Mahalanobis Distance

Mahalanobis Distance#

Understanding Covariance Matrix and Its Role in Bayesian Decision Theory

In this tutorial, we will explore the covariance matrix, its geometric interpretation, and its role in Bayesian decision theory, particularly in Mahalanobis Distance. We will use resources from Vision Dummy, SAS Blogs and Wiki to explain the concepts, along with Chapter 2 of Duda’s book [DHS00]

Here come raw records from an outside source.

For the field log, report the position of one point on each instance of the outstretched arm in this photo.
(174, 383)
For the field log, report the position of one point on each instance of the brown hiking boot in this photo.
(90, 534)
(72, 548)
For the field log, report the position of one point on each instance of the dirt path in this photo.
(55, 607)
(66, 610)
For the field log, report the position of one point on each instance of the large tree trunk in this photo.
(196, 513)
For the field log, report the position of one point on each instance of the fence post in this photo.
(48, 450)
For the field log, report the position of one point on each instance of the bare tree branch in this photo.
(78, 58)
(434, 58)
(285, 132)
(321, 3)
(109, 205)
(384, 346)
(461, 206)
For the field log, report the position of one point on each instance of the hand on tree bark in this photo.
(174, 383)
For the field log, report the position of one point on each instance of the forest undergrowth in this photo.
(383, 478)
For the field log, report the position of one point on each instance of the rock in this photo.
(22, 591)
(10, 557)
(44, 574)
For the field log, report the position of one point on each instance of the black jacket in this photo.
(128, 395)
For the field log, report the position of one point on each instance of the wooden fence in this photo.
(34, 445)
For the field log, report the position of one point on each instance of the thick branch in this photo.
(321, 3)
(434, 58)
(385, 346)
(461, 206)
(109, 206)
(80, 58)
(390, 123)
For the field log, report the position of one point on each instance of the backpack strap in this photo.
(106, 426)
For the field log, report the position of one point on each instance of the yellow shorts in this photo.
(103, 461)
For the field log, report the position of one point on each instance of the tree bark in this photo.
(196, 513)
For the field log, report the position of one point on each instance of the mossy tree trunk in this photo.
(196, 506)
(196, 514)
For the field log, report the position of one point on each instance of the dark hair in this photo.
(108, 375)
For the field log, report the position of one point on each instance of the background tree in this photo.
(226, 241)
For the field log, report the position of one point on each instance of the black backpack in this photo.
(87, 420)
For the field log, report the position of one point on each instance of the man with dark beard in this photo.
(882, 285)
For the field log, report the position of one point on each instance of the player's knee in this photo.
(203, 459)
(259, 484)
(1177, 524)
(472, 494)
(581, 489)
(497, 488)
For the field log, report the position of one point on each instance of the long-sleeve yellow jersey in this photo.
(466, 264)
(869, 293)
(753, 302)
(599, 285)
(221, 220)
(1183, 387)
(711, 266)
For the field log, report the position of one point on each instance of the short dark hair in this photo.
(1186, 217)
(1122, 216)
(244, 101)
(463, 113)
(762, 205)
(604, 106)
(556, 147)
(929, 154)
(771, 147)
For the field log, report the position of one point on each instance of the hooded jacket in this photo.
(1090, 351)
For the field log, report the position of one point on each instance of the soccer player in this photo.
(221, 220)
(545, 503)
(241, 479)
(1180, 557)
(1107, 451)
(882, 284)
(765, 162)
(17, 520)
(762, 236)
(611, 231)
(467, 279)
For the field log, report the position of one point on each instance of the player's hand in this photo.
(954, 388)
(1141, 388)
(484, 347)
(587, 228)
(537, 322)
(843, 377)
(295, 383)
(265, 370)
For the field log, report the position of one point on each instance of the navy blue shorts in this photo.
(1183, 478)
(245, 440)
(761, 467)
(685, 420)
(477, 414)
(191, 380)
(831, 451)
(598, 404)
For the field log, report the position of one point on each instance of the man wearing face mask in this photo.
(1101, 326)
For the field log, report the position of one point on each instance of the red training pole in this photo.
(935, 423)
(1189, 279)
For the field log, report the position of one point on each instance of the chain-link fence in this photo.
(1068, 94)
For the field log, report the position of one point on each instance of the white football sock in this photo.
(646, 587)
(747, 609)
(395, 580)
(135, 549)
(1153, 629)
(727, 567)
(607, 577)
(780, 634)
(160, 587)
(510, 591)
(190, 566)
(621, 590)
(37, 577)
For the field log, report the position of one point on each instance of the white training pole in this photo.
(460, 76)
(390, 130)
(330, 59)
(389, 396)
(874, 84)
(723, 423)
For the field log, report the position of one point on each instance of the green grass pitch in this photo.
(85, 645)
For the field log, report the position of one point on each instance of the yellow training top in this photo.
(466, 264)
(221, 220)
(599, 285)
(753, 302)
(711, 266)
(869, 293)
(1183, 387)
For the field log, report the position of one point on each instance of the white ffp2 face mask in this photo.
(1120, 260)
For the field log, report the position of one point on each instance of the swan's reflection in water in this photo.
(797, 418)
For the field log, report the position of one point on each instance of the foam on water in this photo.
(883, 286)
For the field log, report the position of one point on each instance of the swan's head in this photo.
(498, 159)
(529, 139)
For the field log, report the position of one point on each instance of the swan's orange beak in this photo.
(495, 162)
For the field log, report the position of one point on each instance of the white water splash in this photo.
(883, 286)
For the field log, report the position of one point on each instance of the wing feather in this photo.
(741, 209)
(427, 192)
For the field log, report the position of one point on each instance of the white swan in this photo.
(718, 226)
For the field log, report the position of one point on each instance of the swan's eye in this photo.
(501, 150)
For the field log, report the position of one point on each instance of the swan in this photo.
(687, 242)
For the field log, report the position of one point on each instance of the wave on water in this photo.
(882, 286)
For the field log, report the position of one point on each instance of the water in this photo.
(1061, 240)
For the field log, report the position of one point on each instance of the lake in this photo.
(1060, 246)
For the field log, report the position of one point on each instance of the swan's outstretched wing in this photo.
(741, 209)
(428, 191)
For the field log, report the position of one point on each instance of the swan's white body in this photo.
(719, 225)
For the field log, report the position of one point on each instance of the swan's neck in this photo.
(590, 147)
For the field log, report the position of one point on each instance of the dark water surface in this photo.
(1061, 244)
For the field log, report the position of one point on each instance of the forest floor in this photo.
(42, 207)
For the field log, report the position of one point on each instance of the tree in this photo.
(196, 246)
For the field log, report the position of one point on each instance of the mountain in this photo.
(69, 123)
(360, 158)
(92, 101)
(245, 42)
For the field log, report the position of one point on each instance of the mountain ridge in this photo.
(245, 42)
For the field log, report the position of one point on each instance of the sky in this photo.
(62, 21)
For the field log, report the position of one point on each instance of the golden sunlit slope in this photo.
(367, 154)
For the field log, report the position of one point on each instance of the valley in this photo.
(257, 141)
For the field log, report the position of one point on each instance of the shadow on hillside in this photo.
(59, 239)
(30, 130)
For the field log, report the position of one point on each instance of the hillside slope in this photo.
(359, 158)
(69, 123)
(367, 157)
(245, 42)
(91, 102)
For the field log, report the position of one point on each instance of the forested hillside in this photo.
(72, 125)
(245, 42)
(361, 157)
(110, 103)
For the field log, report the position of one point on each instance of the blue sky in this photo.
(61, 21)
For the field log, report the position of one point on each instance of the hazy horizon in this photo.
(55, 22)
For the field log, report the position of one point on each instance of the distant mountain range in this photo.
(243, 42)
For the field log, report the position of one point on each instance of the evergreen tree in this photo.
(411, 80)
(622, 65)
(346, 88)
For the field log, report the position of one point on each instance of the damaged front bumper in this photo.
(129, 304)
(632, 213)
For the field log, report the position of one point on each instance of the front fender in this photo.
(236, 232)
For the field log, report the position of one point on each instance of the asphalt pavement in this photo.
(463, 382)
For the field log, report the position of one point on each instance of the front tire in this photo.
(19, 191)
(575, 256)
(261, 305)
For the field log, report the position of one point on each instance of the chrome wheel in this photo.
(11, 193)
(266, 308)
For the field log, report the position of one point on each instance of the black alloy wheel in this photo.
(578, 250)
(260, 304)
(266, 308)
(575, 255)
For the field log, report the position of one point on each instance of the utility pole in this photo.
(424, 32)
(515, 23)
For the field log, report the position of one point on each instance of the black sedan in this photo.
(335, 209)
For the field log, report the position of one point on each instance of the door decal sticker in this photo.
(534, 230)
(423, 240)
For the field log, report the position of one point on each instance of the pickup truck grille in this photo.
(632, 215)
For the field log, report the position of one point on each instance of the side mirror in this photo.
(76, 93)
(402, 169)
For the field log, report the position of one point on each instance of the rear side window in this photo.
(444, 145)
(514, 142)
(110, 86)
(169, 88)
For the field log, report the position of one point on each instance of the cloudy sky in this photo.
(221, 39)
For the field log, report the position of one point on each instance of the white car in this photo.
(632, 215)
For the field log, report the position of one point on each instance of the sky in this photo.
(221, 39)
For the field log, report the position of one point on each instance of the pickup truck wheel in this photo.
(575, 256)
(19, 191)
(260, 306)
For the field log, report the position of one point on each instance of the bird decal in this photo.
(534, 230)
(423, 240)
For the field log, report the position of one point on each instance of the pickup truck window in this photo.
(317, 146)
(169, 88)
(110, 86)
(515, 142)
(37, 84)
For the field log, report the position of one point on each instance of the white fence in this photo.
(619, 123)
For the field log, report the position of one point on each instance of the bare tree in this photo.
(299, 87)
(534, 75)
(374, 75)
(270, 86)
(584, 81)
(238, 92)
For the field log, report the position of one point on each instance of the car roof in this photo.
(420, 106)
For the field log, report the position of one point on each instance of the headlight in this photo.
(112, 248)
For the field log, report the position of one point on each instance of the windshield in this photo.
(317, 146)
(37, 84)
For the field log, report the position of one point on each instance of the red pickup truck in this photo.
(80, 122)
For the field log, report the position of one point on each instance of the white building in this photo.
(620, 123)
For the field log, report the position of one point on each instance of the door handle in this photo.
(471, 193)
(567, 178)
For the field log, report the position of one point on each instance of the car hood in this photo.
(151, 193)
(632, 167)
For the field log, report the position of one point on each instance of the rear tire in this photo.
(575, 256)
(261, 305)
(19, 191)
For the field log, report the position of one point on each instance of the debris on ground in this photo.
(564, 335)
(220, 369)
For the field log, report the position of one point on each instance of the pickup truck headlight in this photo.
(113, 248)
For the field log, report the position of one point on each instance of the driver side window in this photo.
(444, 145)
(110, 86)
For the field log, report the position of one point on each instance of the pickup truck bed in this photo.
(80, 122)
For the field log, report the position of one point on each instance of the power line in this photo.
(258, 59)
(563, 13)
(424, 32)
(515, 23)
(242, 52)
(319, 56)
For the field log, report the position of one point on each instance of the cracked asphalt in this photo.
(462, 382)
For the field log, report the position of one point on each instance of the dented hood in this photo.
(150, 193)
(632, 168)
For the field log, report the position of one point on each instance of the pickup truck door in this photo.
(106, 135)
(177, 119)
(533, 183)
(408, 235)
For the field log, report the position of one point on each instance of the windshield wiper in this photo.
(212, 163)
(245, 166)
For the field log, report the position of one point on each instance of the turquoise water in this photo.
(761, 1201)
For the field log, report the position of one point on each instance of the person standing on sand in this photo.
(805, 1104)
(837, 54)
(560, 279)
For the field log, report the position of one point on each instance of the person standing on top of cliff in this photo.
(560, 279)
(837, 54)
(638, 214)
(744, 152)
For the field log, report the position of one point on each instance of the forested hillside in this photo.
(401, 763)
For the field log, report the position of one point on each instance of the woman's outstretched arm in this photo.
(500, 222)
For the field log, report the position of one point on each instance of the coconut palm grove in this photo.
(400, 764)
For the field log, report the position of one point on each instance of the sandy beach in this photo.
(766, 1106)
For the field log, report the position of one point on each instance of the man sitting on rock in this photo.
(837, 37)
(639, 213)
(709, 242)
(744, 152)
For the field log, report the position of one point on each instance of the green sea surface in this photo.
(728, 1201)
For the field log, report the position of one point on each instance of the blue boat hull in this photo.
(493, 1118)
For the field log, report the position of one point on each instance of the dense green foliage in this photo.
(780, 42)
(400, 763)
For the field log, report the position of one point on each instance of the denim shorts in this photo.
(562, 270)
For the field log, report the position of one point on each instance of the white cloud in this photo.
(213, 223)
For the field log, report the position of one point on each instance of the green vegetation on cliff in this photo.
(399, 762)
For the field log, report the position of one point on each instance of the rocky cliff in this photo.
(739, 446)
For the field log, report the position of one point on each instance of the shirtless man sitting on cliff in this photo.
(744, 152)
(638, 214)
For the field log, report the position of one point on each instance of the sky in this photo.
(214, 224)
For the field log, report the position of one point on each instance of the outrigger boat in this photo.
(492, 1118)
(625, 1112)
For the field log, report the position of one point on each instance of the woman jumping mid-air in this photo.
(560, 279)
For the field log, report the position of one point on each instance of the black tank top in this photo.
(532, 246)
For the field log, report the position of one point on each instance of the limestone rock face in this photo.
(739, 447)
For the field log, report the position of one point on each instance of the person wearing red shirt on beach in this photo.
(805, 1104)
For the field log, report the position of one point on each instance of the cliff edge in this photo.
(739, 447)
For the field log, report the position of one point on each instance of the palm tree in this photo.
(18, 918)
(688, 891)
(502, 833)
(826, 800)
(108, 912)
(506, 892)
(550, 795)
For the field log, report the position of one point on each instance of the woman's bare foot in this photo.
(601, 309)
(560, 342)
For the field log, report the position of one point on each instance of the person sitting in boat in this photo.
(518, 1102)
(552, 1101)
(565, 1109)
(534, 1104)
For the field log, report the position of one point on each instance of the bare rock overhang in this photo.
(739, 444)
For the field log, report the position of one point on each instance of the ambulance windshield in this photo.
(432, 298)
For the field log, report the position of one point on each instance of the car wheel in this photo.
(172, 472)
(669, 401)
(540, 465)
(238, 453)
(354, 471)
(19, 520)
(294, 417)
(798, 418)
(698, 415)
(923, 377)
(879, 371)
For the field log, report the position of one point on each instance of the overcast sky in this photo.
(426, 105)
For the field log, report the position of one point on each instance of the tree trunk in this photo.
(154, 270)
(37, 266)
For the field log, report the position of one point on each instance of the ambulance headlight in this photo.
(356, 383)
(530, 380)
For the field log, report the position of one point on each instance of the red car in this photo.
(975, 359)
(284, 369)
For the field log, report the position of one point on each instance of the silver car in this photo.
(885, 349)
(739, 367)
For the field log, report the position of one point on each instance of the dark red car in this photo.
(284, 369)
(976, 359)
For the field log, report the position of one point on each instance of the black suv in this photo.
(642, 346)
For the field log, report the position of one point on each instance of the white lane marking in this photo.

Why Do We Need Mahalanobis Distance?#

In many real-world applications, we deal with multivariate data where features are often correlated and have different scales. The Euclidean distance, which measures the straight-line distance between two points, is a common choice for measuring distances. However, Euclidean distance has a significant limitation: it assumes that all features are uncorrelated and have the same variance. This assumption often does not hold in practice, leading to misleading results.

For example, consider a dataset where one feature is measured in meters and another in kilometers. The Euclidean distance would disproportionately weigh the feature measured in kilometers, even if it is less relevant to the problem. Similarly, if features are correlated, Euclidean distance fails to account for the underlying structure of the data.

This is where the Mahalanobis distance comes into play. Unlike Euclidean distance, the Mahalanobis distance takes into account the covariance structure of the data. It measures the distance between a point and a distribution, normalized by the variance of each feature and the correlations between them. This makes it a more robust and accurate measure for multivariate data.

Python Example: Euclidean vs. Mahalanobis Distance#

Let’s illustrate this with a Python example. We’ll generate a set of 2D Gaussian random points and highlight two points that have the same Euclidean distance to the center but different Mahalanobis distances.

_images/2fea368edd3f29a3d3a3e5405305655f5eb54429880c12ed069ae6d1c26f341e.png

Introduction to Covariance Matrix#

The covariance matrix is a square matrix that summarizes the variances and covariances of a set of random variables. For a dataset with \(d\) features, the covariance matrix \(\mathbf{\Sigma}\) is a \(d \times d\) matrix where the diagonal elements represent the variances of each feature, and the off-diagonal elements represent the covariances between pairs of features.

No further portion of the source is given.